Archaeologists unearth artifacts beginning on June 7, 2005, which indicate that Spokane is the oldest continuously occupied human habitation in Washington.

  • By David Wilma
  • Posted 12/29/2006
  • Essay 8043

Beginning on June 7, 2005, archaeologists from Eastern Washington University unearth Native American artifacts from People's Park in Spokane, and their discoveries reveal the site as the oldest continuously occupied human habitation in Washington. The alluvial delta where Latah Creek enters the Spokane River below Spokane Falls apparently served as a seasonal encampment as far back as 8,000 years ago. The evidence will provide important clues about the development of indigenous technology and trade throughout the region.

Digging into the Past

The archaeological site was uncovered in People’s Park during an excavation for a 96,000-gallon tank for the Spokane sewage treatment system. With $430,000 in funding from the Spokane City Council, scholars from Eastern Washington University spent five months recovering 60,000 artifacts. Representatives of the Spokane Tribe, which occupied the area when European explorers arrived in the early 1800s, oversaw the operation.

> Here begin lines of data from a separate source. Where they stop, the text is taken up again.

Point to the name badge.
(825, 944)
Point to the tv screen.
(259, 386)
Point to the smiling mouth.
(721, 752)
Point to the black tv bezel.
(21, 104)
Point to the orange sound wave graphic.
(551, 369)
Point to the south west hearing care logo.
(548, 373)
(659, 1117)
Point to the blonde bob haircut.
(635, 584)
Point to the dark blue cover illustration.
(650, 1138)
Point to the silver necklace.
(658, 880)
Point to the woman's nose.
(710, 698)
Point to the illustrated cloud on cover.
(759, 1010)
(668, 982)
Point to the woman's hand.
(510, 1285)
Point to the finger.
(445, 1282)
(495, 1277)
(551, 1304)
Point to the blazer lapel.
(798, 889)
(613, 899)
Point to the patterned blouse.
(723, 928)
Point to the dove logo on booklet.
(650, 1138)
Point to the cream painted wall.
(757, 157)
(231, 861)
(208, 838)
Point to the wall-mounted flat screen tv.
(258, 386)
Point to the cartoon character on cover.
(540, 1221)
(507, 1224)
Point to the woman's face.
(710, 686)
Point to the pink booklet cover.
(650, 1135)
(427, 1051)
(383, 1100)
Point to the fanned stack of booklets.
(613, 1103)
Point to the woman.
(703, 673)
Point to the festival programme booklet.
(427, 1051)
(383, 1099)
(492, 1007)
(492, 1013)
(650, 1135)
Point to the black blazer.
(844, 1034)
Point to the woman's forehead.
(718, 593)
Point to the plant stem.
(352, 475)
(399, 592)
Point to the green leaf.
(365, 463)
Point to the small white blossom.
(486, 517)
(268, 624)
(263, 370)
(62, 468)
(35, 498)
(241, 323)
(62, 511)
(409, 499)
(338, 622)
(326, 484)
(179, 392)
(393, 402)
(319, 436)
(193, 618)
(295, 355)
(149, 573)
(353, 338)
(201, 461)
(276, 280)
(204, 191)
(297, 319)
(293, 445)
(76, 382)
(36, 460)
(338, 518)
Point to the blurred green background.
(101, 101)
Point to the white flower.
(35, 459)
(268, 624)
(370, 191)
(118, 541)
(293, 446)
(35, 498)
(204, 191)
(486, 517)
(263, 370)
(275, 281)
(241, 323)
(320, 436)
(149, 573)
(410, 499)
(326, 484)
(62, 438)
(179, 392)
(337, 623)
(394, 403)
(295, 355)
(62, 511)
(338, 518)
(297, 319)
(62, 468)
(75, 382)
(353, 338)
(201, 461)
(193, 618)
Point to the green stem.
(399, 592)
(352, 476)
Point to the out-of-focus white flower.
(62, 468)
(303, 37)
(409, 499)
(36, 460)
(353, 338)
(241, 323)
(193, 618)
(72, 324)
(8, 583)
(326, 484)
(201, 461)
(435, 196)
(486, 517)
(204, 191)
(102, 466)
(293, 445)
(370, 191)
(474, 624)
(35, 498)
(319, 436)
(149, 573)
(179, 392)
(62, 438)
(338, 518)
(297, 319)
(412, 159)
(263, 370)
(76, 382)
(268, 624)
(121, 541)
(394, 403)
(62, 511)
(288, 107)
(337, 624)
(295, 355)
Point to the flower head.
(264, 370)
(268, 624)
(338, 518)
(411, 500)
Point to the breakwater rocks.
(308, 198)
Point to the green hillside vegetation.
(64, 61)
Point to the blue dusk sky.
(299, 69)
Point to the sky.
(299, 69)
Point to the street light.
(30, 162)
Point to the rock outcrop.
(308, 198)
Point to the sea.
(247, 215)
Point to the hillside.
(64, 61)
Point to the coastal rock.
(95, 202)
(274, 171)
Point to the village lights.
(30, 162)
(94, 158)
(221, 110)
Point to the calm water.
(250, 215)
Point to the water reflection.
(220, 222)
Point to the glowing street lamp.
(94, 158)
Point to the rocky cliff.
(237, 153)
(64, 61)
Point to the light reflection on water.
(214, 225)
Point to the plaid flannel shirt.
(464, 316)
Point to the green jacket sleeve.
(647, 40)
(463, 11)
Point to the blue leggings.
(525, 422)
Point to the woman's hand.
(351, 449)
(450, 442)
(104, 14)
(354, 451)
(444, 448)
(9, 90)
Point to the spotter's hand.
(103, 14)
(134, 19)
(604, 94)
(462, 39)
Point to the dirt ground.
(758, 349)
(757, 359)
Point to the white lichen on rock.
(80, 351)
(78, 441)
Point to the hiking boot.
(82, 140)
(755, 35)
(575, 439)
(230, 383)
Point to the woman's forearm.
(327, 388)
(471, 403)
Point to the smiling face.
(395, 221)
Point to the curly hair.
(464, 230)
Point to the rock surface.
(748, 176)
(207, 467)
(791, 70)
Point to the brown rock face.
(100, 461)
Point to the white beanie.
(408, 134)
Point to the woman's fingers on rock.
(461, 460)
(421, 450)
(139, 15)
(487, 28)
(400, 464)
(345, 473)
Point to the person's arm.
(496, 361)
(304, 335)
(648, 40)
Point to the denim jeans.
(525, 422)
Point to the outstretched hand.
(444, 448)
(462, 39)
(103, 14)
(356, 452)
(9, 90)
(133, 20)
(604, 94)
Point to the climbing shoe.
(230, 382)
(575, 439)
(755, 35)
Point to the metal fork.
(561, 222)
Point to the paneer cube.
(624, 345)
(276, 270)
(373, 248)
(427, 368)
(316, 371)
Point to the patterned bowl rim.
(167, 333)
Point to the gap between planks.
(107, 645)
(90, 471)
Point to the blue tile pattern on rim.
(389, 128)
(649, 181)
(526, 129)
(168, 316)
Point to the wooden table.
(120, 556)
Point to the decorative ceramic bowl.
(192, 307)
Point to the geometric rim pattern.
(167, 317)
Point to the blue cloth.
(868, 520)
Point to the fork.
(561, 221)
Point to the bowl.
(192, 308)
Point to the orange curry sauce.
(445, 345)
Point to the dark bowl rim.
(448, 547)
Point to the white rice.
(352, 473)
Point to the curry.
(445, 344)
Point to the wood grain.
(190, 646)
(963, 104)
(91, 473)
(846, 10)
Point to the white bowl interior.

No human remains were discovered. The bones of hibernating animals such as marmots showed that the site was a seasonal encampment occupied during the summer (as such animals would be exceedingly difficult to find deep in their winter holes). A Cascade point spear tip from Oregon indicated that the Indians engaged in a trade network. Rocks identified as fishing weights showed that they had improved their fishing technology about 1,500 years B.C.E. by using nets.

The alluvial action of the rivers preserved the site. Normally floods would wash away a layer of soil, but at People’s Park, the streams deposited layers of sand during high water, which protected the artifacts from erosion.


Christopher Rodkey, “Dig May Remake Spokane History,” The Spokesman-Review (Spokane), September 20, 2005, p. A-1; Mike Prager, “Spokane Archaeology Dig To Get Funding Boost,” Ibid., September 28, 2005, p. B-6; Mike Prager, “Dig Uncovers City’s Antiquity,” Ibid., December 14, 2006, p. B-3.